On Iraq, Klein quotes from Rumsfeld’s forgotten speech “that the job of government is not to govern but to subcontract that task to the more efficient and generally superior private sector”. That vision of a hollow government was applied to Iraq, in which . “Everything from war fighting to disaster response was a for-profit venture”. The role of the state was not to provide security, but to purchase it at a market price.

In Bremer’s Iraq the Friedman dream become a reality, with the “public sector reduced to a minimal number of employees, mostly contract workers, living in a Halliburton city state, tasked with signing corporate-friendly laws drafted by KPMG and handing out duffle bags of cash to Western contractors protected by mercenary soldiers, themselves shielded by full legal immunity.”

In relation to Iraq that Klein spells out further how she sees “disaster capitalism” as being different from liberal capitalism.
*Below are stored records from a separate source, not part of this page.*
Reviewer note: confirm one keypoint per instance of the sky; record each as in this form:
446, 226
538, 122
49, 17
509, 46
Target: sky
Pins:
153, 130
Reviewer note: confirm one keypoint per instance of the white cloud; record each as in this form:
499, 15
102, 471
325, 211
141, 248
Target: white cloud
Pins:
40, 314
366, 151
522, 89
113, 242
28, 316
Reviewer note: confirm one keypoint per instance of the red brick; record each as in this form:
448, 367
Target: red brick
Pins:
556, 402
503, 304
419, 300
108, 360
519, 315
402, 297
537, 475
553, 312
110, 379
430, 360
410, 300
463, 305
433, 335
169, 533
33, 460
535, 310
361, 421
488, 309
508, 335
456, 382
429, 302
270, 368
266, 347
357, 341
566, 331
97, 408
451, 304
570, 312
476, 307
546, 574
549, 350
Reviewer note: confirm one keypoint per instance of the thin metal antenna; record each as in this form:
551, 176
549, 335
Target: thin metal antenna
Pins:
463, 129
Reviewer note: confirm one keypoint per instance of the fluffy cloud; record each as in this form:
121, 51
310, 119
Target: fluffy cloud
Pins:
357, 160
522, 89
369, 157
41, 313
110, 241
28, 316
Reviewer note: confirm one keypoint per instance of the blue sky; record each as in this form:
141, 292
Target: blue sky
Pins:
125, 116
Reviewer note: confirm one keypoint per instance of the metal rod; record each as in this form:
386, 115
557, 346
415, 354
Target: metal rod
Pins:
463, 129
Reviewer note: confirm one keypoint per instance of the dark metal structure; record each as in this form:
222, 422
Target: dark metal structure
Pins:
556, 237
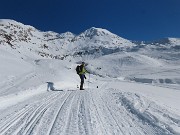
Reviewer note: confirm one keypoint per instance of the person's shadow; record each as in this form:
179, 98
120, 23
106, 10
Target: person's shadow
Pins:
50, 86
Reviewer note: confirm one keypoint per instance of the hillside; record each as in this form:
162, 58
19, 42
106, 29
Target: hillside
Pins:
133, 87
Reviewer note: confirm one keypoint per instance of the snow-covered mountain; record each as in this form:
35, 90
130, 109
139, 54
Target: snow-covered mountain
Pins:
133, 88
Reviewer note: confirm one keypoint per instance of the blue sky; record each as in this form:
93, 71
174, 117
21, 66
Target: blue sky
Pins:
130, 19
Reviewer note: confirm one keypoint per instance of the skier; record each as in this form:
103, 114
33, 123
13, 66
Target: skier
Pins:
81, 71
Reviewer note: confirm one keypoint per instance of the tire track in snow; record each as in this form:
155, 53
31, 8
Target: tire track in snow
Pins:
58, 122
20, 121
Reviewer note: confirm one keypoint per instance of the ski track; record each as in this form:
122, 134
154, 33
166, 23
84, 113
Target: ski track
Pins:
75, 112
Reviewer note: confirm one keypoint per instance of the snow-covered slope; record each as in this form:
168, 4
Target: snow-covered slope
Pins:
133, 88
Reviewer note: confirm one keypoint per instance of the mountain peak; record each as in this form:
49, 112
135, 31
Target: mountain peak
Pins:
93, 31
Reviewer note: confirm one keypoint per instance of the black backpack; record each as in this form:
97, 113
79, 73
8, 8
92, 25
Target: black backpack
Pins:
78, 69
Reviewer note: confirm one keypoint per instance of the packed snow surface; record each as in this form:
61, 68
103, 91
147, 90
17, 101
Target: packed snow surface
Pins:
132, 88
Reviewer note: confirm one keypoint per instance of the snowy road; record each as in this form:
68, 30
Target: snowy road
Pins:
90, 112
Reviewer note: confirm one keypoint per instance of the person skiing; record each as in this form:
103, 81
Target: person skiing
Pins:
81, 71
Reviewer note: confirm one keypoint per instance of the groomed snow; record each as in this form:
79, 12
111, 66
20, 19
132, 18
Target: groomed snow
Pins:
127, 93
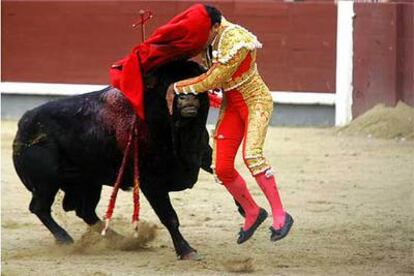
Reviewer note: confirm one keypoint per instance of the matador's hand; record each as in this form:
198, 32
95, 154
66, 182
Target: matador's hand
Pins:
169, 97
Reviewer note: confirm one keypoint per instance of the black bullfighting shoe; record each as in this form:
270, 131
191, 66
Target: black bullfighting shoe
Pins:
282, 232
245, 235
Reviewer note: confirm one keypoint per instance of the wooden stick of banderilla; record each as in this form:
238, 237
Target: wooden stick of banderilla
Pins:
119, 178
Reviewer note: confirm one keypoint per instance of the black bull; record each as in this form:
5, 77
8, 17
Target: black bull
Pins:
76, 145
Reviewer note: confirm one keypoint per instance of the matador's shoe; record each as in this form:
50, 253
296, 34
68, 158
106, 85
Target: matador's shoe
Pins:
245, 235
278, 234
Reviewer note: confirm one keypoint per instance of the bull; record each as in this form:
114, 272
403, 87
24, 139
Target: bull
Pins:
76, 145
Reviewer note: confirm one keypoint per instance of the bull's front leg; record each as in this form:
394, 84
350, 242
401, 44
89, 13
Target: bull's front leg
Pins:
161, 203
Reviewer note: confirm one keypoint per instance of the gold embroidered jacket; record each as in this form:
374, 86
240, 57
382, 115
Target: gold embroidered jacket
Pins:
232, 45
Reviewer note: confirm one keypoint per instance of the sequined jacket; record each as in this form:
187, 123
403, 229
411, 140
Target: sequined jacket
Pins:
231, 63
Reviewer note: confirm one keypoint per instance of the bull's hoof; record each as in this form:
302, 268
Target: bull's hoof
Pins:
64, 240
191, 256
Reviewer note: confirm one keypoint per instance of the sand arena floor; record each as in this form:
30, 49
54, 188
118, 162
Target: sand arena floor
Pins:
352, 199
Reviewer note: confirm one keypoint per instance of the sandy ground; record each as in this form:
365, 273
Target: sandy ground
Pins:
352, 199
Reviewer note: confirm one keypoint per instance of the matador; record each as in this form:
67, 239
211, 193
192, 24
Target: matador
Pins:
247, 106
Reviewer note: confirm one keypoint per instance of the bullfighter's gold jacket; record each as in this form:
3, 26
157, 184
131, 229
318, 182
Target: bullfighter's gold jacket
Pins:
231, 63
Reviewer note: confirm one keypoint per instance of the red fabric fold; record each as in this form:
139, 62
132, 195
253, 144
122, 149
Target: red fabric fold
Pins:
184, 36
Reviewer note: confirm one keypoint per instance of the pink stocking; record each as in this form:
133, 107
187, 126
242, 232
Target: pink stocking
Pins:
239, 191
268, 186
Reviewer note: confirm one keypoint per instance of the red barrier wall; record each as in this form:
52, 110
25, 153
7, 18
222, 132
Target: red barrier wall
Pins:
383, 55
76, 42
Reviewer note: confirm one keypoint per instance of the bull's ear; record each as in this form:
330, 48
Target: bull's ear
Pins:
150, 81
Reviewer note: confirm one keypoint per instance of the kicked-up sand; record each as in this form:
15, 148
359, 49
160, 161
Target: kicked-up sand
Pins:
352, 198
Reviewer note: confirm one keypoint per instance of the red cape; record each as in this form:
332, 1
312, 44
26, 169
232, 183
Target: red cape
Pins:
184, 36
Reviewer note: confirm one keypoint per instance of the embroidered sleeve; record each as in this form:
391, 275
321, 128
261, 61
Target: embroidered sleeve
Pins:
214, 77
232, 40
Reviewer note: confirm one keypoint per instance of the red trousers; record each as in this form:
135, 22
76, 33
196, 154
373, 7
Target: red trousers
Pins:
240, 119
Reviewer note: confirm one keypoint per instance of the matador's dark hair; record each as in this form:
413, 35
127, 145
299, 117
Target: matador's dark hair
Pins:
214, 13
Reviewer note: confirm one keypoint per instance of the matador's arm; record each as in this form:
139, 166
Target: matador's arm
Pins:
214, 77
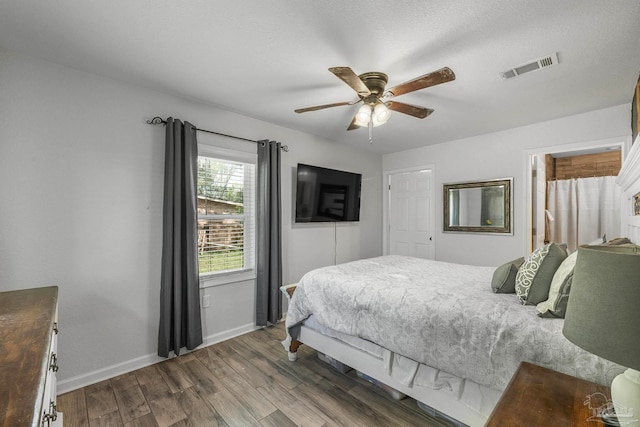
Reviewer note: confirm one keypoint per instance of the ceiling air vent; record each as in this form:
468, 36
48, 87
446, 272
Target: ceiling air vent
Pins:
534, 65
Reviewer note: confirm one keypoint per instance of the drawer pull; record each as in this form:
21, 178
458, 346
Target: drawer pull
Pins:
53, 363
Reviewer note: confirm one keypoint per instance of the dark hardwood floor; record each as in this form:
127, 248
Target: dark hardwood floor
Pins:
245, 381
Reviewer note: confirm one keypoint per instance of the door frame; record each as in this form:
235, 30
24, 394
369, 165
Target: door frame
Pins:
386, 176
624, 142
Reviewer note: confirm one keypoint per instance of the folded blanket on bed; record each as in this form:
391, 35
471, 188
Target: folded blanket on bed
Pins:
441, 314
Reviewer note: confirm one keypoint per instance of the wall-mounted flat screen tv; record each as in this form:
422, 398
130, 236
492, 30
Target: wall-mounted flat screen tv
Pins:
327, 195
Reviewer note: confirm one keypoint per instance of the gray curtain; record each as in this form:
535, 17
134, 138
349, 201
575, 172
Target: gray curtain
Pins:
180, 323
269, 245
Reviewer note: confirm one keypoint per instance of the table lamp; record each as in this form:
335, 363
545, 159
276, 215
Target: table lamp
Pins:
603, 317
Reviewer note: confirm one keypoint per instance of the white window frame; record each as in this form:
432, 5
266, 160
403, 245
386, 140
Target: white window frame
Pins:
247, 273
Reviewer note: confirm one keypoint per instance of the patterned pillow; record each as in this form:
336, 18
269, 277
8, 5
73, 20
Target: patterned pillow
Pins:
534, 276
504, 278
556, 305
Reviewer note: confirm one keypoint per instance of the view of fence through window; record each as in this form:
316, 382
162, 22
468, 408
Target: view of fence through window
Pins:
221, 215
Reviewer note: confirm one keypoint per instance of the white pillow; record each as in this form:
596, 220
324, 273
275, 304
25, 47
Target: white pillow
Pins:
558, 285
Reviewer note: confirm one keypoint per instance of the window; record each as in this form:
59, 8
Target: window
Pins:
226, 194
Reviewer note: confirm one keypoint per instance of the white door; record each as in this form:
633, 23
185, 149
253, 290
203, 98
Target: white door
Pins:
411, 214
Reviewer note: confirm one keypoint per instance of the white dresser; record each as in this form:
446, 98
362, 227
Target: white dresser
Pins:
28, 357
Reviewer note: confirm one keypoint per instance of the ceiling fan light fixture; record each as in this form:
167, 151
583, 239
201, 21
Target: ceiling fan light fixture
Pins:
381, 114
363, 116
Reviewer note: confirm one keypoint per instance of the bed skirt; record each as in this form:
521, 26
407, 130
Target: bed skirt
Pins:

In the past companies in capitalist economies wanted stable, profitable environments in which to make profits. Coups and military interventions were a means to that end, not the goal itself. In disaster capitalism wars and other disasters are ends in themselves for sectors such as military industries, security and privatised health; wars, epidemics, natural disasters and resource shortages translate into booming profits. Klein believes that the “war on terror” has provided for corporate America an even more effective way of making money by providing avenues for endless war abroad and a security state at home.

This book is well researched; particularly well worth a read are the chapters on Russia and South Africa. However, because the main focus of the book is on the development and implementation of “disaster capitalism” throughout the world, without any critical analysis of left political movements, the reader comes away with the depressing impression that workers and the left are always destined to be victims, and not architects of our own destiny.

Comments

Submitted by martin on Sat, 09/02/2008 - 18:27

Capitalism has always been full of "hard-faced men who did well out of the war" - or out of whatever recent disaster may have thrown society off balance.
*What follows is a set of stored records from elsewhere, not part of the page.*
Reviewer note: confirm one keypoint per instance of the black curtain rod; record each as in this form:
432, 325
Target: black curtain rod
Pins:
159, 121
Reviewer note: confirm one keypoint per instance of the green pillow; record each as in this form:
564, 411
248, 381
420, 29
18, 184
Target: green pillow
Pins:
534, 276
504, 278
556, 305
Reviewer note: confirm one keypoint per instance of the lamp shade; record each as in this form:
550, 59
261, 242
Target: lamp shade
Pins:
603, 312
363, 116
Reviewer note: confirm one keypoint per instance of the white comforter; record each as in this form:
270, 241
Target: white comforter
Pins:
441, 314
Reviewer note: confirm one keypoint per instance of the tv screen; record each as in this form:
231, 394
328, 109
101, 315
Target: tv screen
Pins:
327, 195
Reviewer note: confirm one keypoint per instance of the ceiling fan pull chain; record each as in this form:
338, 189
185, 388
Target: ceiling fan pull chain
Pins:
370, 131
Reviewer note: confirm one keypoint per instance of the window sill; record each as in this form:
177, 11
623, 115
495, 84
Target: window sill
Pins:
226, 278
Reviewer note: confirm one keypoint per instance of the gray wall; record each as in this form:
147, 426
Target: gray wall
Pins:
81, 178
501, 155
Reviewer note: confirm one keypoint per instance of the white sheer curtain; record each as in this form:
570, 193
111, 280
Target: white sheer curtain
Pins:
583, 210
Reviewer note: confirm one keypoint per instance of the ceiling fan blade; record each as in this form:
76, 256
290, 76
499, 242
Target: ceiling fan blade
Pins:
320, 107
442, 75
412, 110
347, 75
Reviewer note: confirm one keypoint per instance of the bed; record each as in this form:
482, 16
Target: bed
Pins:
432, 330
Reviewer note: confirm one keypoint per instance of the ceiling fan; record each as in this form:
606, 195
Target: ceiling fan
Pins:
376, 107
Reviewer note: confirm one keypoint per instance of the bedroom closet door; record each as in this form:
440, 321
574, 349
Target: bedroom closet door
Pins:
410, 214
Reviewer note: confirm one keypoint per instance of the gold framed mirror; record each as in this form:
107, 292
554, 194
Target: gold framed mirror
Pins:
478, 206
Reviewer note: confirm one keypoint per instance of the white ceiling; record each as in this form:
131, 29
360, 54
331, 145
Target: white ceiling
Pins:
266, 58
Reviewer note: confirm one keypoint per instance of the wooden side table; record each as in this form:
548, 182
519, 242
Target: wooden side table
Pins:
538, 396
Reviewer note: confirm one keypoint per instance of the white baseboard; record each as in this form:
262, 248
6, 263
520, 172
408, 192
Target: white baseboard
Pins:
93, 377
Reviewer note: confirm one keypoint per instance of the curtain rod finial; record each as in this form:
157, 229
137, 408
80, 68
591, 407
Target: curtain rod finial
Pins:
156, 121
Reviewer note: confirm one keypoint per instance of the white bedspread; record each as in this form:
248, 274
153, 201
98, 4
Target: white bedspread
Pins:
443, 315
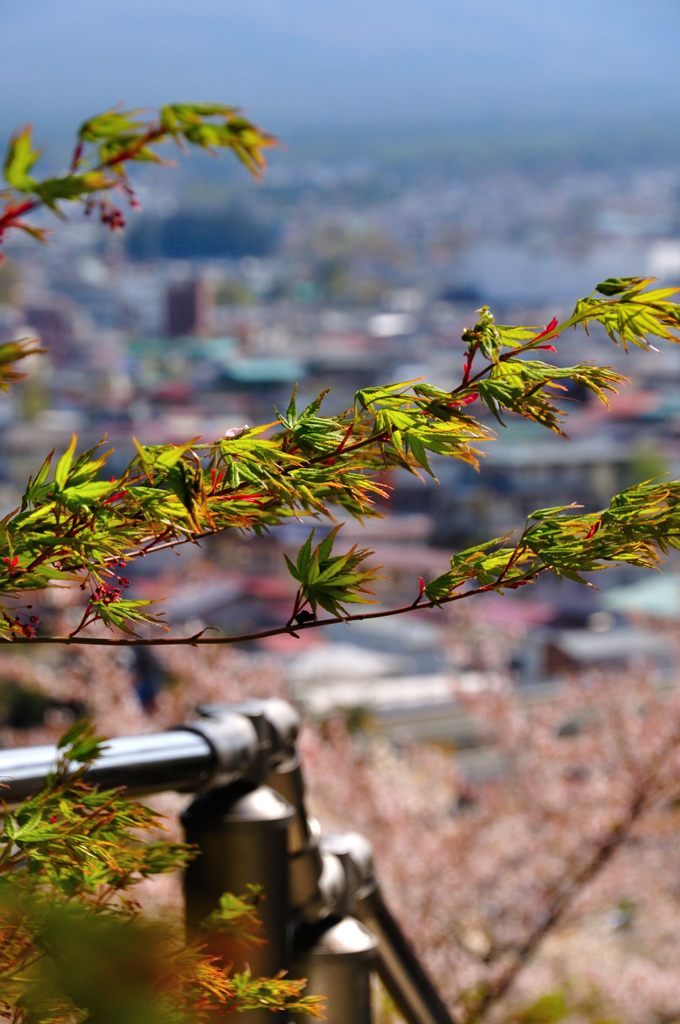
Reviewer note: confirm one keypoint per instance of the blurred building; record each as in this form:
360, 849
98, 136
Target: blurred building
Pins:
188, 307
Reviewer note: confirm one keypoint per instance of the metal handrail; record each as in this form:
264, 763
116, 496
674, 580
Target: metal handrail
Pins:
250, 815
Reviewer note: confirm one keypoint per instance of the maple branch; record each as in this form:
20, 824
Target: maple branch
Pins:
198, 640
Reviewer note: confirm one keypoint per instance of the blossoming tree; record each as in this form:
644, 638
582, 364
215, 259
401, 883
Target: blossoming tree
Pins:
78, 527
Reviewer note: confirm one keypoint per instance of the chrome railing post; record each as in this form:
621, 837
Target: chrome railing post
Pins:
323, 911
It may well be that since the early 1990s the governing circles of capital have been become more triumphalist, less concerned for stability, more confident about plunging into crises with the belief that the gains in terms of subsequent "restructuring" will outweigh the losses.
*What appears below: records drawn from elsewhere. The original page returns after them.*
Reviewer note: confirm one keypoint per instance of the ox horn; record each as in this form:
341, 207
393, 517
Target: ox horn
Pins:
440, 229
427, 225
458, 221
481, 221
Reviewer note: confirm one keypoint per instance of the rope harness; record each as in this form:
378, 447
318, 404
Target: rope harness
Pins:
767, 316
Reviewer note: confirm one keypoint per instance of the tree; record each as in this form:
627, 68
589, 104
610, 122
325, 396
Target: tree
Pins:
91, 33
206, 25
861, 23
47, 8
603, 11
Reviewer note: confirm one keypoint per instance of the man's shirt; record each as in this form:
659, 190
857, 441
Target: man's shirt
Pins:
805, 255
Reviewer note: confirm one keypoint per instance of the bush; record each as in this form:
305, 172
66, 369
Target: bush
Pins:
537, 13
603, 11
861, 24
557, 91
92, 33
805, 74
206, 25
George W Bush's invasion of Iraq - a project plainly deemed a crazy excess by the top people in the USA when ideologues like Paul Wolfowitz mooted it in the late 1990s - and the subsequent measures by Paul Bremer like disbanding the Iraqi army and police, decreeing a flat-rate tax, and announcing that almost everything was up to be privatised, are a case in point.

But, as Alexander Cockburn points out in a review which, to my mind, makes many other convincing critical points about Naomi Klein's book, "'shock and awe' was a bust". It didn't work for Bush and his friends. Catastrophes are not sure-fire winners for capital. As Pat hints in her review, workers and the left are not "always destined to be victims" in catastrophes. Sometimes it's the rich who come out much worse.

Cockburn argues cogently that Klein's book is shaped by the syndrome where "leftists deem capitalism invincible and fearfully lob copious documentation at each other detailing the efficient devilry of the executives of the system. The internet serves to amplify this pervasive funk into a catastrophist mindset".

In fact, Klein seems to be only one step short of the quite-pervasive thinking on the left which holds the US ruling class to be so hideously omnipotent that almost everything that happens is a scheme secretly calculated to the advantage of that class (and, for those with those mindset, of Israel). Thus the disconcertingly huge influence of "9/11" conspiracy theories.